# I think she is unfaithful



## Manoverboard (Oct 16, 2012)

Hie,
I hope you guys can help me. I have been married for more than fifteen years and it has not been smooth sailing most of the time. My wife and I now have three kids. Problem is I think my wife is unfaithful but can not prove it at the moment. One time I noticed that she was over friendly with her sister's husband. Next time they were not seeing eye to eye and when I asked her about it she claimed that he was hitting on her and she did not like it. I had a fight with the guy and now we dont relate anymore. I then found out that my best friend was always visiting her at her work place and when I asked her about it she admitted the visits but claimed that he would be bringing her messages from his wife with whom my wife is friends. I told the guy off and we dont see each other that much anymore. Now I have just found out that another friend of mine used to visit my house in my absence.When I asked her about it, she claims he only visited once. I have never really caught her but I believe she is running around and it is affecting our relationship. Is this enough reason to break off this relationship or what? While I love her, the thought that she fools around is killing me. Please help!


----------



## PBear (Nov 16, 2010)

Nobody else can tell you what's "enough". That's entirely up to you. In North America, you don't need to prove fault to get a divorce, so it's just up to you.
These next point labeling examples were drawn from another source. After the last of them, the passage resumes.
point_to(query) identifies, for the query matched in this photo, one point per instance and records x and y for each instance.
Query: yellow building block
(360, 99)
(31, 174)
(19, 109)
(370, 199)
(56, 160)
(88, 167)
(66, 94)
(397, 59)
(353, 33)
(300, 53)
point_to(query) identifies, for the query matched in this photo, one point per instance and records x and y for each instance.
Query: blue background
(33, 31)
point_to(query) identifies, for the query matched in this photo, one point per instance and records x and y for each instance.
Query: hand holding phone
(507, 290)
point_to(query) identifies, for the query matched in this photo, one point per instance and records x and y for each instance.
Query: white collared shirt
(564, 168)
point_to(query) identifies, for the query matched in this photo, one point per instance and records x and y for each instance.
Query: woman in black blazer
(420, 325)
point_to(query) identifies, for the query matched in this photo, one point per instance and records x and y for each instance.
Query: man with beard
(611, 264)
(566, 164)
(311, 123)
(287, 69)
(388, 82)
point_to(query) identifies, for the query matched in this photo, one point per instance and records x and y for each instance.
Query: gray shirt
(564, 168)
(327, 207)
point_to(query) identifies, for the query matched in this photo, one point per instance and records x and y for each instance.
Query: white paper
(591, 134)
On the other hand, think about your kids. Have you done enough to be able to answer their questions when they get older, and they ask why you and mom split up? Are you just looking for a reason to split up?

C


----------



## SlowlyGettingWiser (Apr 7, 2012)

Why not take your questions to the Coping With Infidelity section of this website. ALL of the people there have been involved with a cheating spouse (or WERE a cheating spouse) and will have much better advice that is specifically aimed at helping you FIND PEACE OF MIND.

Good luck.


----------



## Toffer (Jan 31, 2012)

Start to investigate your wife's activities quietly

Get the cell phone records for as far back as you can. Look for alot of texts/calls to a number or two that you don't recognize

Get a keylogger on your PC and buy some voice activated recorders and place one under the front seat of her car (cheaters feel comfortable talking to their lovers while in the safety of their cars)

Your story doesn't sound too promising though. I'd be surprised if she wasn't at least in an emotional affair or two. The visits to the house are really troubling me though


----------



## wiigirl (Jun 14, 2012)

PBear said:


> Nobody else can tell you what's "enough". That's entirely up to you. In North America, you don't need to prove fault to get a divorce, so it's just up to you.
> 
> On the other hand, think about your kids. Have you done enough to be able to answer their questions when they get older, and they ask why you and mom split up? Are you just looking for a reason to split up?
> 
> C


:iagree:
Tred slowly....think about everything.








_Posted via Mobile Device_


----------



## DavidWYoung (Feb 3, 2012)

How about a VAR or two from Radio Shack?


----------